Classrooms, bars, workplaces and mobile apps, though all seemingly unconnected, they have one thing in common: they are one of the many places relationships can start.
According to Associate Professor of Sociology and co-author of the book “Cohabitation Nation: Gender, Class, and the Remaking of Relationships” Amanda Miller, college is a good time to build communication skills that could be beneficial in a relationship. She said college can be thought of as “practice dating,” but not just in terms of romantic relationships, but also friendships.
“You’re meeting so many different kinds of people, from political persuasions and ethnic backgrounds and international students,” Miller said. “So the more that you are able to interact with people who are different from you the more solid that your communication skills tend to be. That helps set you up for success later on in a relationship.”
UIndy has a wide variety of students from different background with different interests and students should not limit themselves when looking for a relationship by saying that they will never date someone who likes, acts or presents themselves in a certain way, according to Assistant Professor of Political Science Laura Merrifield Wilson.
“The first thing I’d say is keep an open mind and an open heart. So never say never…” Wilson said. “You never know who you’re going to fall in love with. You never know who you’re going to click with.”
Junior visual communication design major Linzie Williams and sophomore secondary English education major Larson Hicks met and began dating early in high school. Williams said that she thinks it is important to take time getting to know someone.
“Don’t rush anything,” Hicks said. “I’ve seen lots of relationships kind of burn up because they’re trying to rush every aspect of their relationship. It’s been six-seven years that we’ve known each other, just wait until you’re comfortable with one another.”
Although Hicks and Williams both suggest taking time to get to know someone, Miller said society has gotten more casual and as a result of that people tend to disclose more personal information earlier in the relationship. According to Miller, this ties in to online dating.
“If your first conversations for the first three weeks are just through text message, it feels anonymous so we [society] might over disclose a little bit, like tell things that you wouldn’t normally tell if you were sitting face to face and had to look the other person in the eye… I wouldn’t necessarily say that’s a great thing,” Miller said.
Junior human resource management and psychology major Katie Ellsworth met her boyfriend on a dating app. Ellsworth and her boyfriend have lived together for about a year and also have a baby together, but she said the first time she met him she took precautions. She said it is important to be cautious when dating online.
“When you’re using it [a dating app] know what you’re looking for in a person and what you’re looking for in your life….” Ellsworth said. “Just be honest with yourself and the more successful the app will actually be.
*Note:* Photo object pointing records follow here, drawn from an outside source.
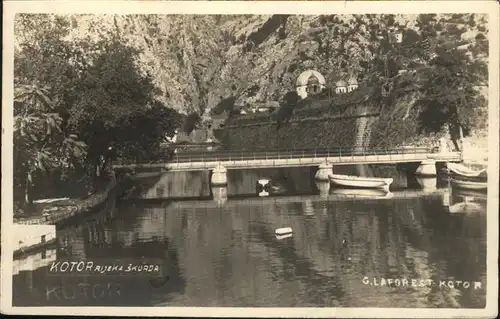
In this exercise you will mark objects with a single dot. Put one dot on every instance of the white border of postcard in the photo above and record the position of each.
(252, 7)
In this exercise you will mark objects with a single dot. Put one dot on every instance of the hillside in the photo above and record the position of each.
(196, 61)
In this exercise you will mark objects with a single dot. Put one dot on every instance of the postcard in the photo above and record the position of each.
(250, 159)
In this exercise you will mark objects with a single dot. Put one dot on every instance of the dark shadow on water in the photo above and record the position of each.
(319, 287)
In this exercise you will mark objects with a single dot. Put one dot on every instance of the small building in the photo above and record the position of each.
(340, 87)
(352, 84)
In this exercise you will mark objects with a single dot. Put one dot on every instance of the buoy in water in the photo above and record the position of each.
(279, 237)
(263, 194)
(263, 182)
(283, 231)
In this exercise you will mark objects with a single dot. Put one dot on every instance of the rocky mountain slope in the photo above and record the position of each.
(198, 61)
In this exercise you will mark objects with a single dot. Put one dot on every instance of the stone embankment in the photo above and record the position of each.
(56, 214)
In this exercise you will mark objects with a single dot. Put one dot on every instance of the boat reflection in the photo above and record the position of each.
(362, 193)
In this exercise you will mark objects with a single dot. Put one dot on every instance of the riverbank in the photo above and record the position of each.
(61, 211)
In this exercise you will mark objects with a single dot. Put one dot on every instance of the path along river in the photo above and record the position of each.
(219, 247)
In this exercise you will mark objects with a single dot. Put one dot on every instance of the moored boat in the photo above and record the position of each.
(465, 207)
(283, 231)
(472, 185)
(362, 193)
(463, 171)
(360, 182)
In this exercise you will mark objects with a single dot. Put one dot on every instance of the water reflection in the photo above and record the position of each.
(428, 184)
(229, 255)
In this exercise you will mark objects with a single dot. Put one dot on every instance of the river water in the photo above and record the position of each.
(219, 248)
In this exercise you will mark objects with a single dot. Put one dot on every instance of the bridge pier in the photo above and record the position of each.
(426, 168)
(324, 188)
(428, 184)
(219, 176)
(325, 169)
(220, 194)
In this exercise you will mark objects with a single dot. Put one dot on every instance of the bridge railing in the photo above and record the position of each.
(293, 154)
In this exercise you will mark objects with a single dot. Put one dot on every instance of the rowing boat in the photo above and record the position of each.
(472, 185)
(464, 171)
(362, 193)
(360, 182)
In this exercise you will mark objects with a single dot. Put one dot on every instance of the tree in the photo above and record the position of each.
(39, 143)
(449, 96)
(288, 104)
(190, 123)
(70, 88)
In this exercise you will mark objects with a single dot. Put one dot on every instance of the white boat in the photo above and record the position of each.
(362, 193)
(464, 171)
(465, 207)
(263, 194)
(360, 182)
(283, 231)
(263, 182)
(469, 184)
(280, 237)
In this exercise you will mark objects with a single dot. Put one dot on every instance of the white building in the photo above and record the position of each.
(310, 82)
(352, 84)
(340, 87)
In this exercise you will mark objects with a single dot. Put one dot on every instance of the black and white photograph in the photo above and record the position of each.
(331, 159)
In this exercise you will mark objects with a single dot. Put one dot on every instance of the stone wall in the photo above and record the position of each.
(367, 122)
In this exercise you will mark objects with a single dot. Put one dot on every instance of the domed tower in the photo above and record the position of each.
(352, 84)
(313, 86)
(309, 82)
(340, 87)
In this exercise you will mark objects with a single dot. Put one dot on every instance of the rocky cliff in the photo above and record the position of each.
(199, 60)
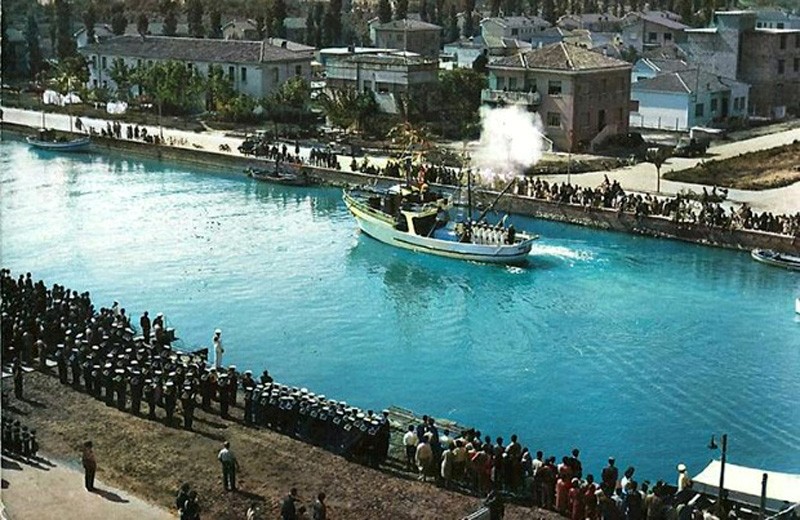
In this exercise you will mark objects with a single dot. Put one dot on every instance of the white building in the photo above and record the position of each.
(256, 68)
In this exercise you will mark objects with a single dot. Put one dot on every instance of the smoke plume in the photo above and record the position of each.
(511, 141)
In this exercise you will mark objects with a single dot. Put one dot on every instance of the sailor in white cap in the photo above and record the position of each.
(683, 478)
(218, 350)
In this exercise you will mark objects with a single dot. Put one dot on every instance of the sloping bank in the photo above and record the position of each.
(602, 218)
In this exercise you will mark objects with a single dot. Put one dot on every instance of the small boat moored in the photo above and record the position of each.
(277, 176)
(770, 257)
(47, 139)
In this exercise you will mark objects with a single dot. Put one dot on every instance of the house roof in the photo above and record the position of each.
(407, 25)
(560, 56)
(517, 21)
(195, 49)
(685, 81)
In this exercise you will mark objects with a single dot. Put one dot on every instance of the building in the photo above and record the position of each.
(521, 28)
(682, 99)
(600, 22)
(256, 68)
(767, 59)
(582, 96)
(390, 76)
(408, 35)
(644, 31)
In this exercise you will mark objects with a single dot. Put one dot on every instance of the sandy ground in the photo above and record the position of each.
(641, 177)
(45, 490)
(147, 459)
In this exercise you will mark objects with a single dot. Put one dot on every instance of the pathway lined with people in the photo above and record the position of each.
(640, 177)
(54, 490)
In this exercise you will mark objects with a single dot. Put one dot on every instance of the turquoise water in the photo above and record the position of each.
(616, 344)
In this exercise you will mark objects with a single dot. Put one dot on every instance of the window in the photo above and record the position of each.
(698, 110)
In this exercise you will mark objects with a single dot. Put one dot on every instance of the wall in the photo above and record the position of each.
(667, 110)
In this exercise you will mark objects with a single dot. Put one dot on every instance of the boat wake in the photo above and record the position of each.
(561, 252)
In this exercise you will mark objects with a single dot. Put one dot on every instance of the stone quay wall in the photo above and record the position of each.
(602, 218)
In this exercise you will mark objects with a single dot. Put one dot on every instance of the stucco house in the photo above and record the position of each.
(256, 68)
(682, 99)
(582, 96)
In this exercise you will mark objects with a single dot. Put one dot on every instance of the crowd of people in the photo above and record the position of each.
(704, 210)
(18, 439)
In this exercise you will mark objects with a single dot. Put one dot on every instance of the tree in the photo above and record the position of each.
(121, 74)
(469, 21)
(657, 157)
(34, 49)
(278, 13)
(215, 23)
(142, 24)
(384, 11)
(549, 11)
(194, 17)
(401, 9)
(65, 45)
(168, 11)
(309, 34)
(118, 20)
(452, 25)
(89, 20)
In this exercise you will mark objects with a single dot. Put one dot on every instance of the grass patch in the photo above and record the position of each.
(761, 170)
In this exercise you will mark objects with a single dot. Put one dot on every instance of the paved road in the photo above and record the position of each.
(56, 492)
(641, 177)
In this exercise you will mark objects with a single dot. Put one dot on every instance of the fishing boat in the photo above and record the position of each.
(277, 176)
(412, 218)
(47, 139)
(770, 257)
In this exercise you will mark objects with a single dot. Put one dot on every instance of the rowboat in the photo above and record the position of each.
(406, 217)
(279, 177)
(770, 257)
(47, 140)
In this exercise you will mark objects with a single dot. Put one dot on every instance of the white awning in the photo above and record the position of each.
(744, 485)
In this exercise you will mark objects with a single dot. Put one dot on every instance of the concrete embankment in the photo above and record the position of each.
(601, 218)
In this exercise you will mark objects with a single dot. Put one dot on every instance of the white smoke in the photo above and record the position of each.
(511, 141)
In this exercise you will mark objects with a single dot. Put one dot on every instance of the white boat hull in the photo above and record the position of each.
(384, 231)
(75, 145)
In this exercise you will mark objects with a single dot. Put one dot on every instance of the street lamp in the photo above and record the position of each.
(712, 446)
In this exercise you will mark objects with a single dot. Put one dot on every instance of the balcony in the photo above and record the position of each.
(510, 97)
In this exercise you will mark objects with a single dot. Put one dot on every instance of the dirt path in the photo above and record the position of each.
(47, 490)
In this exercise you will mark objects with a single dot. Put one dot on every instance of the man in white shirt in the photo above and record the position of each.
(218, 350)
(229, 466)
(410, 441)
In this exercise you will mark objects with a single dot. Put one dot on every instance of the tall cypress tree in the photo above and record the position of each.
(65, 45)
(384, 11)
(34, 48)
(89, 20)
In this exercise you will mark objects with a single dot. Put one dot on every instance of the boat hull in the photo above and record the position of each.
(81, 144)
(776, 259)
(379, 227)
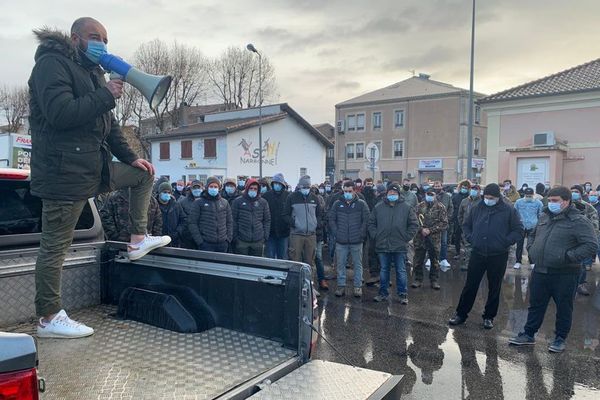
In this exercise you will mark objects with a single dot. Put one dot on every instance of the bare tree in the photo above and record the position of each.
(186, 65)
(14, 102)
(235, 79)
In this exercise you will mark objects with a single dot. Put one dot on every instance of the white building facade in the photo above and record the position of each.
(226, 145)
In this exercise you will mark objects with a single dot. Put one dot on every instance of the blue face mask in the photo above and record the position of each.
(95, 50)
(554, 207)
(490, 202)
(165, 197)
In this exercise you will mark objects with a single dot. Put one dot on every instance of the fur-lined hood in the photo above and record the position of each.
(52, 40)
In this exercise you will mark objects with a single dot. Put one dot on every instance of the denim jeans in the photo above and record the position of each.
(342, 251)
(385, 259)
(444, 247)
(561, 288)
(319, 261)
(277, 248)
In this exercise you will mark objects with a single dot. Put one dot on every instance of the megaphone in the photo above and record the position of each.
(153, 87)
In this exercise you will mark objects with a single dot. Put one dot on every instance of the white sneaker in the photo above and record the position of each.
(139, 250)
(63, 327)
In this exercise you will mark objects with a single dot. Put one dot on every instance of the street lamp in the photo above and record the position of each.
(251, 48)
(470, 126)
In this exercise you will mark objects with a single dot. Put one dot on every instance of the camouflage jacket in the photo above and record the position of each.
(433, 216)
(115, 217)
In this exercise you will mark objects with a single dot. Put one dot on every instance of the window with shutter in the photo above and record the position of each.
(165, 151)
(186, 149)
(210, 148)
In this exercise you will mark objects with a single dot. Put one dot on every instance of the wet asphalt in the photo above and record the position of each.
(466, 362)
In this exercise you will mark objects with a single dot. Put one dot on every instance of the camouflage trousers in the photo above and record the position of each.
(427, 247)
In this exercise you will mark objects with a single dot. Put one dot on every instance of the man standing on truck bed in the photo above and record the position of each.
(74, 136)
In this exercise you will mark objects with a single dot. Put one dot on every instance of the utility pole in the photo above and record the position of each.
(470, 127)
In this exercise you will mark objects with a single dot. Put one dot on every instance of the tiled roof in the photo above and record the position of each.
(415, 87)
(581, 78)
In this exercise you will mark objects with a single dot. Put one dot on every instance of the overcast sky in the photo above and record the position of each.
(327, 51)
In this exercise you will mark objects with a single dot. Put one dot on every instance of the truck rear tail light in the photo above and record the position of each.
(21, 385)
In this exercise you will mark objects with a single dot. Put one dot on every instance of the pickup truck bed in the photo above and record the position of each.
(131, 360)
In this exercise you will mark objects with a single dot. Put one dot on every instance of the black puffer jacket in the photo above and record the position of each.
(491, 230)
(348, 221)
(251, 218)
(559, 243)
(210, 220)
(73, 131)
(279, 227)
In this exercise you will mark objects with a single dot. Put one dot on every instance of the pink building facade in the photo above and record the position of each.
(546, 131)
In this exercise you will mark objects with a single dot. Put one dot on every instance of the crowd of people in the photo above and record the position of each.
(387, 225)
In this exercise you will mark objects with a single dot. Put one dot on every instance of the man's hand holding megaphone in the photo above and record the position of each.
(115, 86)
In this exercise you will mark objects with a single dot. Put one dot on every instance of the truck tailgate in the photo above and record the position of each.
(331, 381)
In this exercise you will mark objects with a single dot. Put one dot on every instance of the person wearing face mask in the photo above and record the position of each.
(463, 192)
(591, 214)
(116, 222)
(529, 210)
(562, 239)
(492, 226)
(446, 199)
(277, 243)
(75, 136)
(433, 220)
(465, 207)
(392, 224)
(210, 222)
(251, 221)
(173, 216)
(348, 219)
(230, 191)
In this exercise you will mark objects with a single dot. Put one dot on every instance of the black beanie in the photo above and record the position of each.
(492, 189)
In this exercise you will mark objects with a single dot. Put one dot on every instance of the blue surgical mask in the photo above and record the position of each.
(95, 50)
(165, 197)
(554, 207)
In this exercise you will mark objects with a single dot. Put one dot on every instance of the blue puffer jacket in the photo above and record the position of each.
(529, 211)
(491, 230)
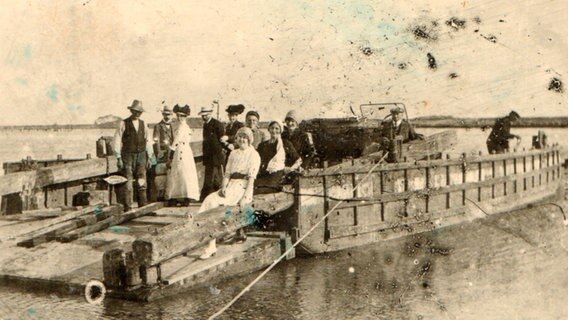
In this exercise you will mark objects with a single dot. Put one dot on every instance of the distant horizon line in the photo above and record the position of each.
(424, 121)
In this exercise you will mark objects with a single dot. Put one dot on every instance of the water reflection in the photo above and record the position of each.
(510, 266)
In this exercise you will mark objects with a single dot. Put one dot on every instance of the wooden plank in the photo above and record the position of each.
(399, 196)
(162, 221)
(178, 238)
(226, 256)
(364, 166)
(53, 223)
(51, 233)
(431, 145)
(15, 182)
(114, 268)
(112, 221)
(34, 214)
(345, 231)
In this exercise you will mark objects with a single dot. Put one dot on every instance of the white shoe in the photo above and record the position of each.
(210, 251)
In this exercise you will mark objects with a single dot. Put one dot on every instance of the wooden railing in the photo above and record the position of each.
(406, 193)
(36, 184)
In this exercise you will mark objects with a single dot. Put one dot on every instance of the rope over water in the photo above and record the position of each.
(247, 288)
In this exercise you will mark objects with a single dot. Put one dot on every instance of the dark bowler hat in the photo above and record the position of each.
(167, 110)
(514, 114)
(253, 113)
(235, 108)
(136, 106)
(185, 110)
(397, 110)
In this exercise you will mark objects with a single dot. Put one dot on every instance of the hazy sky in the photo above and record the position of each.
(73, 61)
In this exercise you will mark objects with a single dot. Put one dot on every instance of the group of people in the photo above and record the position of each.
(239, 158)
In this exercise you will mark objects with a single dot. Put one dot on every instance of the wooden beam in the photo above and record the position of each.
(109, 222)
(178, 238)
(346, 231)
(53, 223)
(15, 182)
(363, 166)
(50, 233)
(399, 196)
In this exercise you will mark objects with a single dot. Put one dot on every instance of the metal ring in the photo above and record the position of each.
(95, 292)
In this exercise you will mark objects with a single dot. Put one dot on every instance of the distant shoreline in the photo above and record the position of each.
(451, 122)
(421, 122)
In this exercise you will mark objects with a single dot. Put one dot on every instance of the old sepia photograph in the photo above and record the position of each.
(322, 159)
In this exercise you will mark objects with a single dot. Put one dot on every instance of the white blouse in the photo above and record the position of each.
(246, 162)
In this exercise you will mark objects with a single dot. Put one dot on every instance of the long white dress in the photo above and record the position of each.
(244, 162)
(182, 176)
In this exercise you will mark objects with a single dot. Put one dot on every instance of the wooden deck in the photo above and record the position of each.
(67, 267)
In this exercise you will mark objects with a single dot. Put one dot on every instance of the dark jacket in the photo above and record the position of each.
(267, 151)
(132, 140)
(405, 129)
(501, 132)
(303, 143)
(163, 138)
(231, 130)
(213, 154)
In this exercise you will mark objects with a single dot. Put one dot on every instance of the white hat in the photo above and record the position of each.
(205, 110)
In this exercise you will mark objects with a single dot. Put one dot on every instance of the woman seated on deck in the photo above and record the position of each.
(238, 182)
(278, 157)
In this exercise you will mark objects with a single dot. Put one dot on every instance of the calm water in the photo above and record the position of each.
(513, 266)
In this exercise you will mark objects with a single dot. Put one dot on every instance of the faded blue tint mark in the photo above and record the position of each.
(32, 312)
(74, 108)
(27, 52)
(52, 93)
(118, 229)
(21, 81)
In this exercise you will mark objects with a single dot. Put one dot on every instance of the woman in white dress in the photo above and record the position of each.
(182, 182)
(238, 183)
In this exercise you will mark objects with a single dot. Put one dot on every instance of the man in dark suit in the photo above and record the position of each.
(396, 127)
(130, 150)
(213, 155)
(498, 140)
(232, 127)
(163, 137)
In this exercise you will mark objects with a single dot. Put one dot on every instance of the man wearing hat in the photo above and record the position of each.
(130, 150)
(396, 127)
(498, 140)
(252, 120)
(163, 137)
(301, 140)
(213, 155)
(228, 140)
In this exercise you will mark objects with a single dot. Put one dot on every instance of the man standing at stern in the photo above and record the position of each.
(498, 140)
(130, 149)
(213, 155)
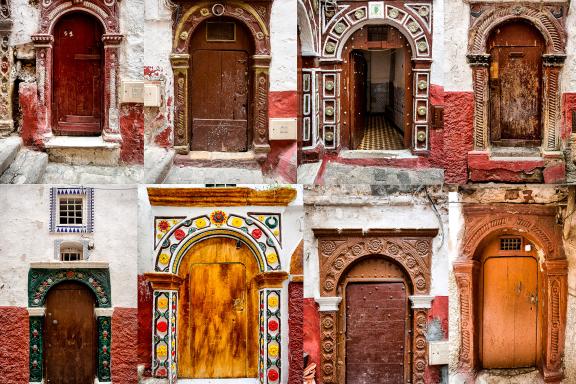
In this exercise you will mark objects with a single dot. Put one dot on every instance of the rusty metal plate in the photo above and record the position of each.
(375, 333)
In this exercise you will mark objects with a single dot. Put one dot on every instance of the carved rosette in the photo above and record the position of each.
(549, 20)
(338, 250)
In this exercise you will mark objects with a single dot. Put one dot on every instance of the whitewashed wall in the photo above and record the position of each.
(355, 207)
(25, 238)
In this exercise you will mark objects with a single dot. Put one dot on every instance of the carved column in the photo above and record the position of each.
(43, 44)
(465, 272)
(480, 77)
(551, 97)
(261, 67)
(180, 64)
(556, 292)
(6, 76)
(110, 121)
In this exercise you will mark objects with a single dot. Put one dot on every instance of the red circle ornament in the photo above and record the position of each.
(257, 233)
(273, 325)
(179, 234)
(162, 326)
(273, 375)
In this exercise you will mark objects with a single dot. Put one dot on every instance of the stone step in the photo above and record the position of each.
(28, 168)
(157, 164)
(9, 148)
(78, 150)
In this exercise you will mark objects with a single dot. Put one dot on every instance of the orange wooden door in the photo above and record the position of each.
(510, 312)
(70, 335)
(218, 322)
(78, 58)
(375, 333)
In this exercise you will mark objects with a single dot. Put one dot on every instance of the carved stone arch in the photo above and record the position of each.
(551, 27)
(538, 224)
(338, 251)
(192, 230)
(257, 21)
(552, 31)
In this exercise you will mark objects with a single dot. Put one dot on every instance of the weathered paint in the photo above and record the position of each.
(15, 345)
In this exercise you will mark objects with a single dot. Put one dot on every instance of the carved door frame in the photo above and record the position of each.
(537, 224)
(338, 250)
(256, 20)
(106, 11)
(549, 20)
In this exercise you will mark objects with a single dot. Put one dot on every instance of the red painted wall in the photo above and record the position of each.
(124, 340)
(132, 130)
(458, 131)
(311, 331)
(295, 325)
(145, 305)
(15, 347)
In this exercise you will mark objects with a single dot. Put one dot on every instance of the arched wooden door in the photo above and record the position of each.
(516, 50)
(70, 335)
(77, 75)
(510, 310)
(218, 311)
(220, 92)
(376, 320)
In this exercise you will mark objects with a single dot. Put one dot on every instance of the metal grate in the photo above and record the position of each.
(220, 31)
(70, 210)
(70, 254)
(378, 33)
(510, 244)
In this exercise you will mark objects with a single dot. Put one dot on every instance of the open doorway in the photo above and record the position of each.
(381, 95)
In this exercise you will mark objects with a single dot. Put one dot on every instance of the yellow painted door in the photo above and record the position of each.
(510, 312)
(218, 320)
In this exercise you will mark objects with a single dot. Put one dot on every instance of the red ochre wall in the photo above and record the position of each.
(296, 336)
(15, 348)
(123, 351)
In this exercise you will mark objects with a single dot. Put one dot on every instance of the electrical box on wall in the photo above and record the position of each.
(132, 91)
(438, 352)
(152, 94)
(283, 129)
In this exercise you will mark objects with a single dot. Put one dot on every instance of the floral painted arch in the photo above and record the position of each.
(184, 235)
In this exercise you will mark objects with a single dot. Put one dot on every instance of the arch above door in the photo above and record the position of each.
(340, 250)
(538, 225)
(257, 23)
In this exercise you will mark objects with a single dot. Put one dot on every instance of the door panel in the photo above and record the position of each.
(70, 335)
(219, 100)
(358, 89)
(375, 333)
(516, 85)
(78, 58)
(510, 312)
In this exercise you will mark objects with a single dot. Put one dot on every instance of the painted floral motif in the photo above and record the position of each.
(218, 218)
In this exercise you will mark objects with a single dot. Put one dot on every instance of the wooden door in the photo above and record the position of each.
(516, 85)
(376, 316)
(70, 335)
(218, 312)
(510, 312)
(358, 88)
(77, 75)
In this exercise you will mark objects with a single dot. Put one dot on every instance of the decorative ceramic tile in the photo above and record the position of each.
(162, 225)
(87, 195)
(272, 221)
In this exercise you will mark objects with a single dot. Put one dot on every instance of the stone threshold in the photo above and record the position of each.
(376, 154)
(56, 142)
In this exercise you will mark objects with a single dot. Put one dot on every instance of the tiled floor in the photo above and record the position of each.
(380, 135)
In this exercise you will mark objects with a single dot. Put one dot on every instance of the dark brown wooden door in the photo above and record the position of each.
(77, 76)
(510, 312)
(70, 335)
(516, 85)
(358, 89)
(376, 316)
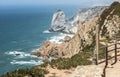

If you don’t know what you want your just kind of looking at people online.”
Williams and Hicks also live together. Williams said she is very comfortable around Hicks and not embarrassed of doing things like burping. She said it is, in part, due to being together “practically 24/7.”
Hicks said he thinks that their nonverbal communication has grown stronger, and he also just enjoys living with Williams.
“It’s made me happier, just getting to be around her more,” Hicks said.
According to Miller, having communication skills helps a relationship be successful and not cause stress to either person.
“Relationships should not be difficult. Life is difficult,” Miller said. “So the hardest parts of your relationship should be the things that are happening on the outside and stressing you out on the inside… So if the relationship itself is hard, it’s going to be awful during those times.”
But, of course, not every relationship will work out. Wilson said that when she talks to students who have recently broken up, they are often really disappointed.
According to Wilson, they should think about looking back on the relationship in ten years and they may realize that just because they were not a good match does not mean they did not have good times.
“I think it’s really important [to know] even if a relationship doesn’t work out it’s not a failure,” Wilson said. “You’ve learned something in it.”